The next step in the training process is to determine whether your dog would prefer going indoors or outdoors. If he prefers to stay inside, place him outside so that he can come inside and vice versa. While lifting the flap, wave the treat so that he can see it and call their name. Using the words “doggie door” or “outside” can be helpful to train with verbal cues.
Any attempt he makes to sniff the door or place a paw, nose or foot through the door should be met with lots of verbal praise and encouragement, but no treats. The goal is to make your dog excited enough to go through the dog door and encourage them to be confident enough to do it by themselves. As soon as they go completely through the door, reward them with treats, play time, pets, and lots of enthusiastic, verbal praise.
It is then time to switch sides. Repeat the same process while holding the flap up so that your dog passes through the dog door going the opposite direction. Continue to practice this exercise several times before taking a break to play or relax. It is important not to train for too long, otherwise your dog may become disinterested or, even worse, regress in their training.
Once your pooch is comfortable with the dog door, lower the flap gradually and let it touch him. It is natural for your dog to feel awkward or apprehensive about this new sensation. Make sure they regain their confidence with lots of verbal praise and constant encouragement. Repeat this exercise with adequate breaks in between sessions while lowering the flap a little more each time until your pooch is pushing through the dog door flap on their own!
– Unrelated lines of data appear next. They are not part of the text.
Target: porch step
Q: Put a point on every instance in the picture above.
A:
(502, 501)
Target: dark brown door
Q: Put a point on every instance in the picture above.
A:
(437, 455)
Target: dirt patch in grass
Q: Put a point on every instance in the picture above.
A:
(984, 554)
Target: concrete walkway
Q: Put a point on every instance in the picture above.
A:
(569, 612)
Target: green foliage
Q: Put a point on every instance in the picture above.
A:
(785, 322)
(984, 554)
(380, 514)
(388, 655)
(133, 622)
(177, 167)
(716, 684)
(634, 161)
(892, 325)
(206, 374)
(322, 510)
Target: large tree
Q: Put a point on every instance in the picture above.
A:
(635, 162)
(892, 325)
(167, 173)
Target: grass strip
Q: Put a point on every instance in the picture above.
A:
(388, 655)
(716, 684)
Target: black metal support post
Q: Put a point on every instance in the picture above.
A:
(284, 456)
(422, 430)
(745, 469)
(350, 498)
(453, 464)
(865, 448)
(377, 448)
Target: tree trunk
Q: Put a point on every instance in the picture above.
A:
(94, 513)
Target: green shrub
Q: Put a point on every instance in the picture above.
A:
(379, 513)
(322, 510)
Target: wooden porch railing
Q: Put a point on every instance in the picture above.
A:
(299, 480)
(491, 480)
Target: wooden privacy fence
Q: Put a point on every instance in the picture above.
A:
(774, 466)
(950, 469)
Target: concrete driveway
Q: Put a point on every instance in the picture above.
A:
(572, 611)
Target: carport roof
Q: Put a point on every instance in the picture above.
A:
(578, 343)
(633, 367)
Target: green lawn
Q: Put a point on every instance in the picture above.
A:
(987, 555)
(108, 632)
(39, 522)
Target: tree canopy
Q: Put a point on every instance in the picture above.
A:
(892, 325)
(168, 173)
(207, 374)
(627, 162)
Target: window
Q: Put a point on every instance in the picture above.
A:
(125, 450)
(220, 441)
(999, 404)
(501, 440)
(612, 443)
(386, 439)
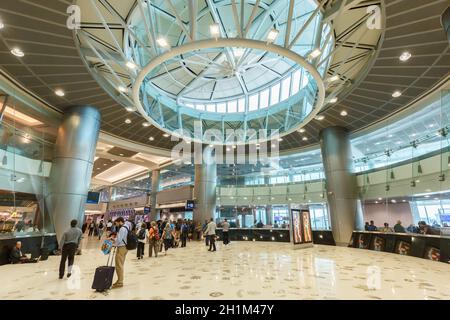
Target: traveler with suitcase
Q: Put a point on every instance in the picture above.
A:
(125, 240)
(68, 245)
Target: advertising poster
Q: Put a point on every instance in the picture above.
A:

Calling him through the door
It may not be necessary to use a treat to train some dogs. If your dog responds consistently to their name, you can repeat the above process by simply calling them through the dog door instead of waving a treat. We always recommend that you reward them with a treat, playtime and verbal praise once they make it all the way through the dog door successfully.
Put him through the door
This method of training only works with puppies and adult dogs that are NOT afraid of the dog door. The dog door installation team at JGM Pet Doors in Phoenix urges dog owners to NEVER force their pet through custom dog doors if they are visibly showing signs of distress or fear. These signs include cowering, flattened ears, bared teeth, tucked tail, shaking, and whimpering. Small-to-medium sized dogs that are comfortable being around the door can be placed through while being verbally praised to keep them calm.
After assisting your dog with getting through the dog door, give them the opportunity to try it on their own. Provide a treat, play time or excited verbal praise if your dog succeeds. Repeat this process going through the other side of the dog door until they are comfortable enough to go in and out both ways. Once again, if at any point your dog seems stressed or scared, try the other two methods described above or seek out the help of a professional dog trainer.
It is important to remember that no two dogs are the same and that you may have to try several different methods of training before you find one that works for your companion. Take frequent breaks and remember that patience is required when teaching your dog a new task.